Except of course, Africa has never really been a desirable market for Deezer.
Deezer now
These days, Deezer is fighting a daily messy fight with charm offensive against Spotify and even Soundcloud. Part of its marketing strategy is to gain market share by attacking the competition, talking down on them and elevating itself.
An interesting pro-Deezer article on Forbes had this title, “Spotify prices are going up: Should you join Deezer?’"
That’s rich, considering how Deezer ran a service that cost twice the amount of Spotify’s current Nigerian subscription for over five years till March 2021 - after Spotify launched. It's just a questionable marketing strategy.
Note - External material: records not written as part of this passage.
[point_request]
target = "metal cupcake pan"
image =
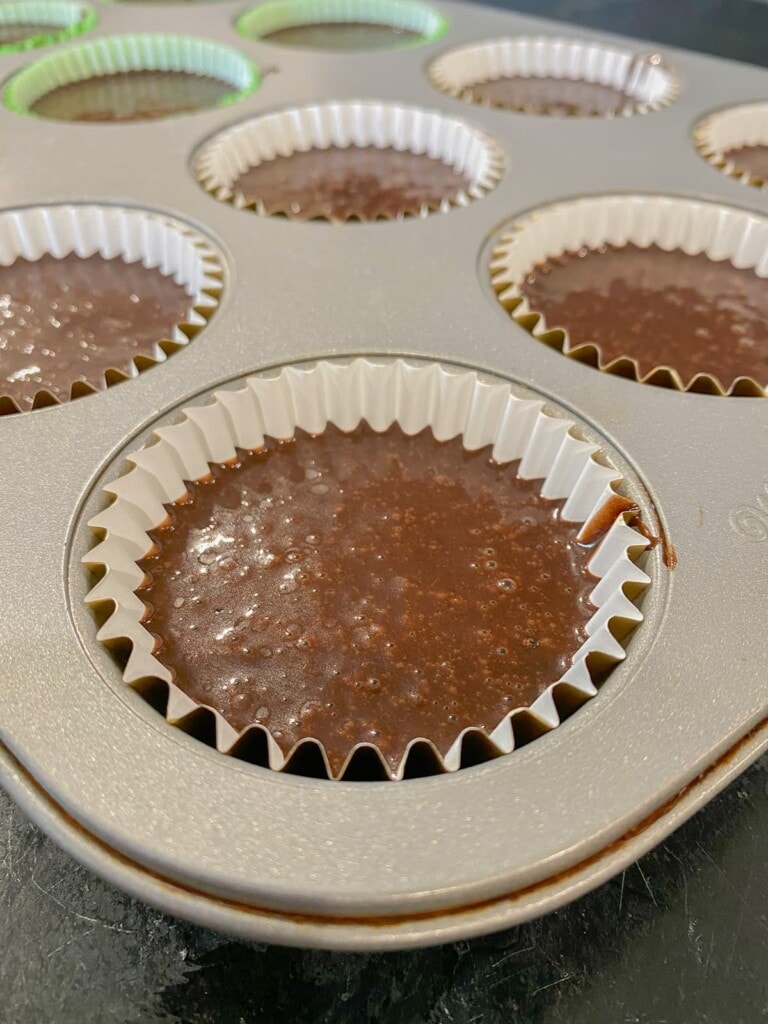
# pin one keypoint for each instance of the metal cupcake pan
(383, 865)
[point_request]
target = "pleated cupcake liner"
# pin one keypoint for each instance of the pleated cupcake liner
(732, 129)
(452, 402)
(57, 22)
(649, 84)
(470, 152)
(113, 231)
(719, 231)
(260, 22)
(119, 54)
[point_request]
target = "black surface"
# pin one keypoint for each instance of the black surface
(679, 938)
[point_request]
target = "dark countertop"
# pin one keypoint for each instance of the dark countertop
(679, 938)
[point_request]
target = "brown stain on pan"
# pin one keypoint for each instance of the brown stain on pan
(596, 527)
(396, 920)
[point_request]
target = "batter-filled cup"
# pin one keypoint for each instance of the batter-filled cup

First off, as much as the unrepentant offensive approach is great entertainment for neutrals like this journalist, it probably does more harm than good to its brand. It’s also not great for brand perception.
If this was Hip-Hop, Deezer would be branded a ‘hater’ right now. Most onlookers are know that Deezer could have been a leader in the African market by a landslide or at least a brand with a greater head start, but it chose not to be as immersive.
Going forward: Solutions
Now, it needs to position its brand as more ‘accessible’ and friendly, not confrontational. Positioning yourself as being better than other brands fosters an ‘elitist’ brand that Deezer doesn’t need. The competition is already too entrenched and desirable with greater brand equity.
A social media ‘war of words’ would do nothing but harm Deezer even further - it’s a fool’s errand. Even if Spotify might be using its muscle and leverage to hurt the competition behind closed doors, the public spat isn’t going to help Deezer’s cause. There has to be a better way to fight and be able to favorably compete than a media offensive.
Talking down on the competition to market your brand is also a weird strategy, especially when you’re Deezer.
*Pulse Editor's Opinion is the viewpoint of an Editor at Pulse. It does not represent the opinion of the Organisation Pulse.